May 24, 2014
Climate Change – The Latest Evidence and Implications
The videos from the Transformational Climate Science conference at Exeter University are still not yet available, but on Monday May 19th the Met Office hosted another climate change conference, this time in London. This one was held in conjunction with the Walker Institute at the University of Reading and the Grantham Institute for Climate change at Imperial College London, and was entitled "Climate change – the latest evidence and implications for business". As the title suggests, the audience this time around consisted of businesspeople instead of climate scientists. Some of the speakers from Exeter had headed up to London to speak about all things IPCC for the second time in a week, and those proceedings are already available on video at the Climasphere web site.
That page takes a while to load, but persevere and you will be rewarded with a total of almost four and half hours of information on the latest scientific findings about climate change, interspersed with a couple of breaks and introduced by the Director of the Walker Institute, Professor Nigel Arnell. If that seems overly daunting then I suggest you pick and choose from the following presentations from those who were also present in Exeter. From session 1 on "Climate change – the latest evidence" there's:
- Prof. Chris Field (Stanford University and IPCC WG II co-chair) on "Impacts and adaptation" – 00:20:00
- Prof. Jim Skea (Imperial College and IPCC WG III vice-chair) on "Mitigation of climate change" – 00:42:00
Session 2 on "What will climate change mean for the UK?" was started off by:
- Prof. Stephen Belcher (Head of the Met Office's Hadley Centre) on "Climate extremes" – 01:54:45
Since I'm from the UK I was interested in the rest of that session too, but wherever you hail from I also suggest you watch Dame Julia Slingo's summing up starting at 4:17:00. Amongst one or two other things Dame Julia had this to say:
What really struck me when I read the [IPCC AR5] reports was really that the highlights were WG II and WG III and I can say that without any shame, I'm a WG I scientist, because what was coming out of those was seriously now, as Chris said, wide ranging and consequential evidence of the impacts of climate change across many systems, and that's the first time we've been able to say that about the impacts. Just the scientific evidence for a changing climate from the physical evidence. Then we saw from Jim's talk really much, much more detail about our options, about the challenge we face. The phrase that comes to mind now is that at last we're into the phase of what I call "actionable science". This means we are in a place where science is mature enough, it's still not there in many respects but we as a global society must start to take action on the basis of that science. Of course it is uncertain, but that doesn't mean that we can't make risk based assessments and start talking about risk based actions, and accepting we don't all need to have the final decimal point, we just need to know what the scale of the challenge often is.
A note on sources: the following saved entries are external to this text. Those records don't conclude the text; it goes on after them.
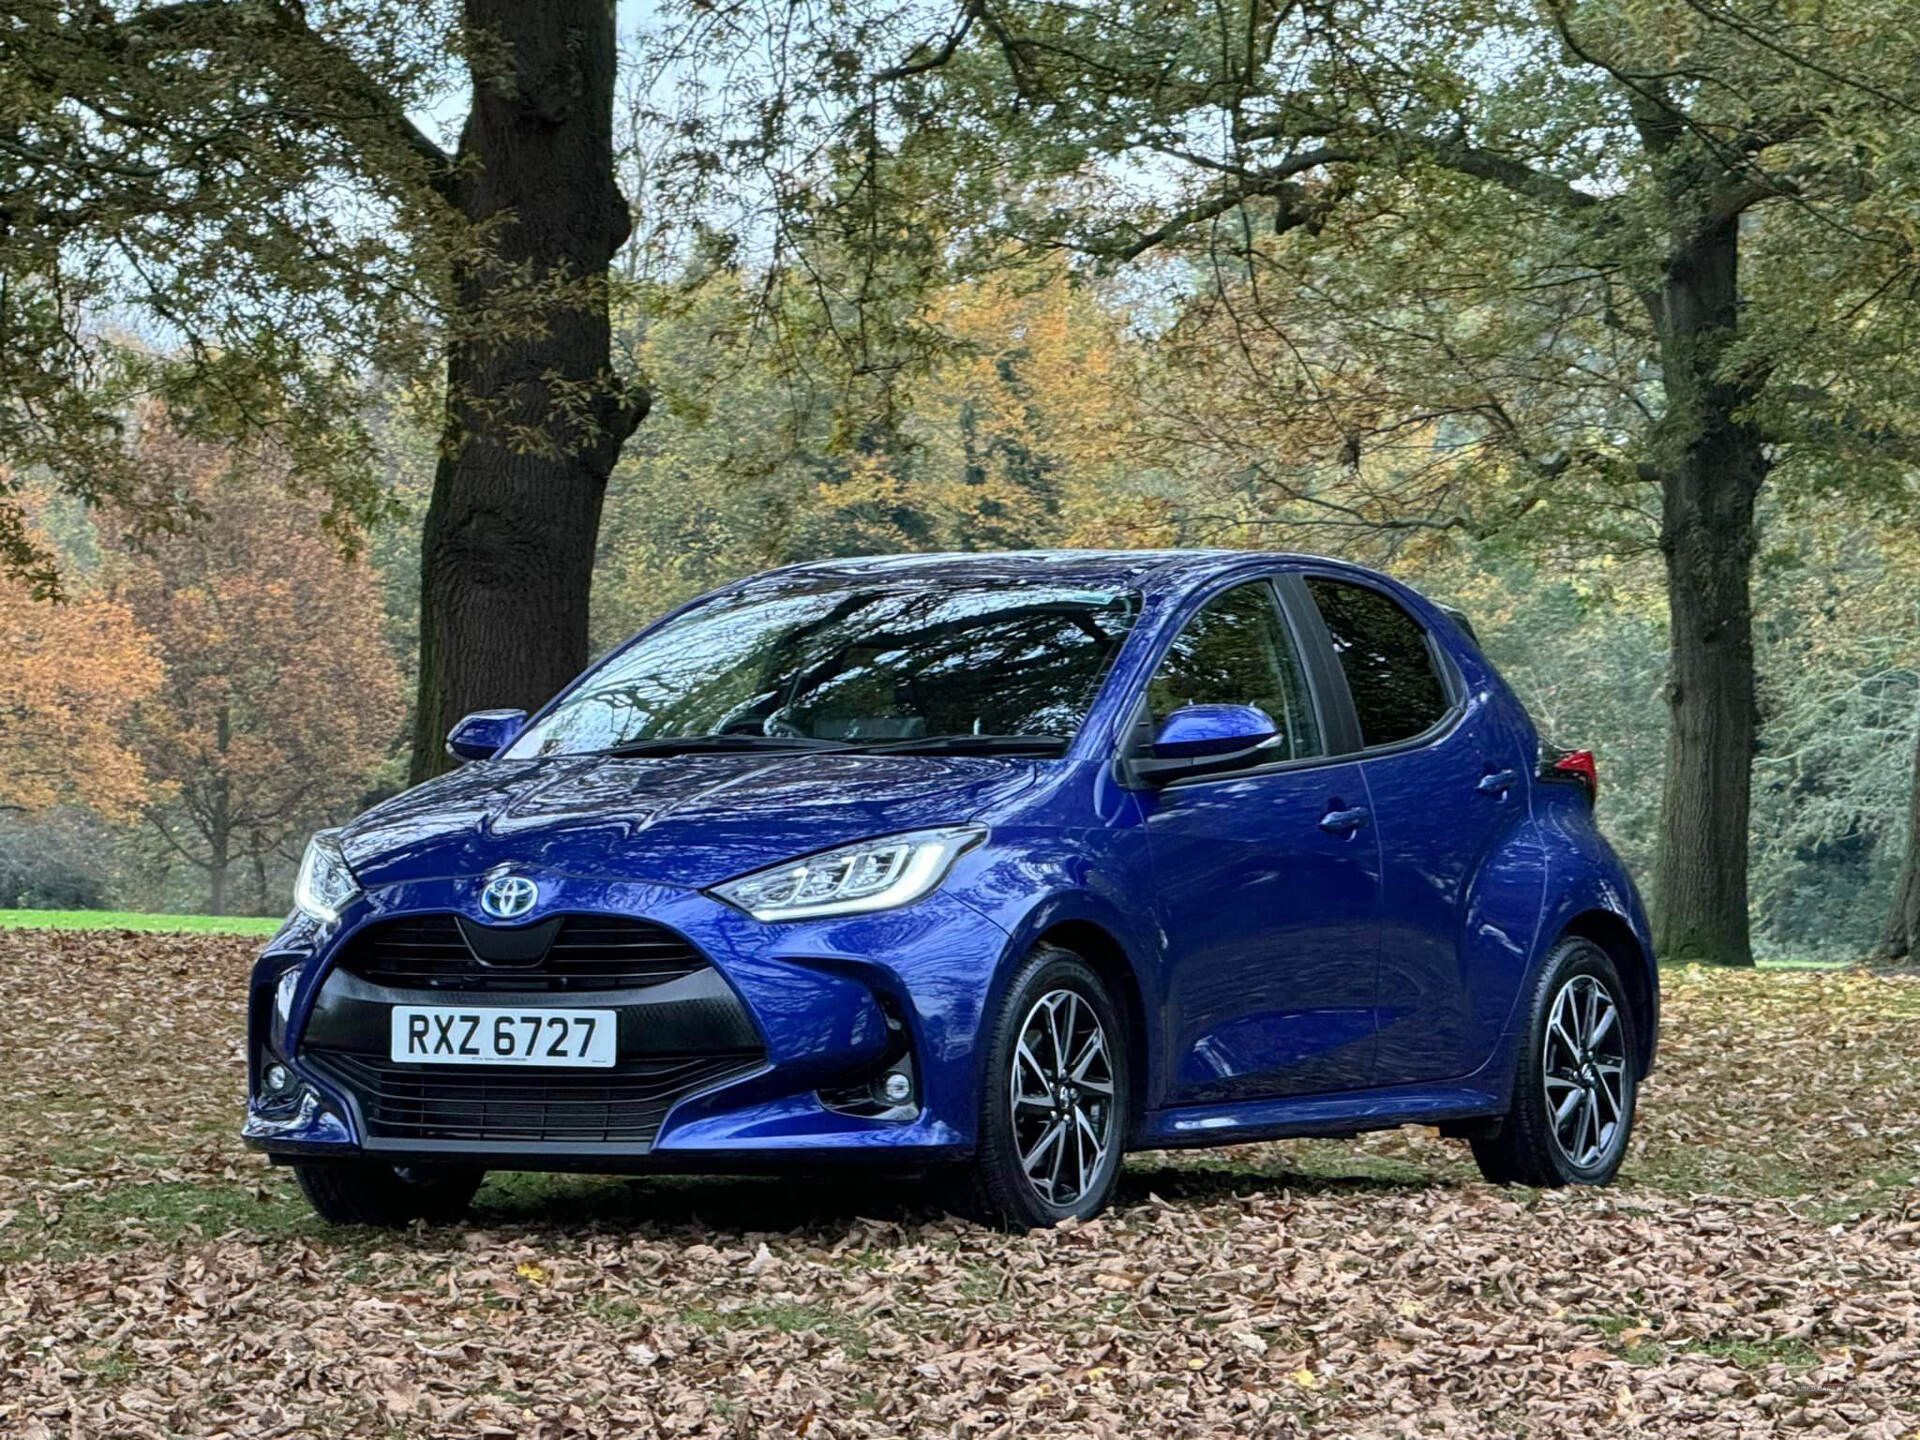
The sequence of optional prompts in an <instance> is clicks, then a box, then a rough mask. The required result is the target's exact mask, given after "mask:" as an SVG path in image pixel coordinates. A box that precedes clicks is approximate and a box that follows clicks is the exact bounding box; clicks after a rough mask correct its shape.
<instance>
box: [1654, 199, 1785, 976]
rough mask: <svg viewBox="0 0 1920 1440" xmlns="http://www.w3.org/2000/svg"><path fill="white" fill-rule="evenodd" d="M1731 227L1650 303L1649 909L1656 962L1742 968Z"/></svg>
mask: <svg viewBox="0 0 1920 1440" xmlns="http://www.w3.org/2000/svg"><path fill="white" fill-rule="evenodd" d="M1738 227H1740V223H1738V219H1734V221H1726V223H1722V225H1715V227H1709V228H1705V230H1703V232H1701V234H1697V236H1695V238H1693V240H1692V242H1690V244H1688V246H1684V248H1682V250H1680V252H1678V253H1676V255H1674V259H1672V263H1670V265H1668V273H1667V282H1665V288H1663V294H1661V298H1659V301H1657V303H1655V307H1653V309H1655V321H1657V324H1659V326H1661V351H1663V371H1665V384H1667V422H1665V424H1667V428H1665V434H1663V436H1661V440H1659V444H1661V453H1659V457H1657V465H1659V468H1661V474H1663V484H1661V551H1663V555H1665V557H1667V605H1668V616H1670V620H1672V637H1670V647H1672V651H1670V672H1668V682H1667V701H1668V707H1670V710H1672V724H1670V726H1668V737H1667V791H1665V797H1663V803H1661V849H1659V876H1657V883H1655V906H1653V908H1655V945H1657V947H1659V952H1661V958H1663V960H1705V962H1711V964H1728V966H1751V964H1753V945H1751V933H1749V920H1747V812H1749V803H1751V793H1749V789H1751V778H1753V751H1755V739H1757V732H1759V712H1757V705H1755V680H1753V609H1751V597H1749V580H1751V570H1753V549H1755V526H1753V507H1755V499H1757V497H1759V492H1761V484H1763V482H1764V478H1766V455H1764V449H1763V442H1761V436H1759V432H1757V430H1755V428H1753V426H1751V424H1745V422H1741V420H1738V419H1736V417H1738V415H1740V413H1741V407H1745V405H1747V403H1751V399H1753V386H1755V382H1753V380H1751V378H1736V376H1726V374H1722V357H1724V349H1726V344H1728V342H1730V340H1732V338H1734V330H1736V326H1738V319H1740V288H1738V261H1740V228H1738Z"/></svg>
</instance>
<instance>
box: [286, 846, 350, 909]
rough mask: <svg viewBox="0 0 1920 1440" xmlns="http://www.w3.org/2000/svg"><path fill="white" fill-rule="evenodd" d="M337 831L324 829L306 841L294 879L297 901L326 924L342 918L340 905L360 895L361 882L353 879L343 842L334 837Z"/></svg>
mask: <svg viewBox="0 0 1920 1440" xmlns="http://www.w3.org/2000/svg"><path fill="white" fill-rule="evenodd" d="M338 833H340V831H338V829H323V831H319V833H317V835H315V837H313V839H309V841H307V852H305V854H303V856H301V858H300V877H298V879H296V881H294V904H298V906H300V908H301V910H305V912H307V914H309V916H313V918H315V920H324V922H326V924H332V922H336V920H340V908H342V906H344V904H346V902H348V900H351V899H353V897H355V895H359V881H357V879H353V872H351V870H349V868H348V858H346V854H344V852H342V851H340V841H338V839H334V837H336V835H338Z"/></svg>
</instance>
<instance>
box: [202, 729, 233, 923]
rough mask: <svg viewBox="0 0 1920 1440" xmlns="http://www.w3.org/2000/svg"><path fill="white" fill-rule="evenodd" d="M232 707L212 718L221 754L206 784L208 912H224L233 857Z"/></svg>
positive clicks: (215, 734)
mask: <svg viewBox="0 0 1920 1440" xmlns="http://www.w3.org/2000/svg"><path fill="white" fill-rule="evenodd" d="M232 739H234V724H232V710H228V708H227V707H225V705H223V707H221V708H219V712H217V714H215V718H213V749H215V753H217V755H219V756H221V758H219V772H217V774H215V776H213V783H211V785H209V787H207V854H209V862H207V914H209V916H223V914H227V862H228V858H230V856H232V839H234V822H232V780H230V778H228V774H227V751H228V749H230V747H232Z"/></svg>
That being said I think the other thing that comes through time and time again in the discussions is that it's not about the global mean temperature any more, that we need to shape the climate change message much more about "what does it mean for me, regionally and locally", and that's really around extreme or high impact weather, it's about extreme seasons, it's about that intersection between natural variability of the climate and how climate change is often compounding that, and actually the key message from many of us now in the science community is that our climate will become more volatile and more challenging because of climate change.
That means a new science agenda. It means taking us way beyond what was in UKCP09. That was a fantastic start, but it was only a start. The science continues apace, and I think will accelerate in the next few years as we really get to grips with these key problems about regional climate, and we need to make sure that you as a community that acts on that science, hears about it, can shape it and work with us to translate it into action. The IPCC has an inter-governmental role, and that should continue, but we have to more and more find ways to work at the national or even international level, across sectors, to find how to translate what the new science on climate change is telling us into what we should do.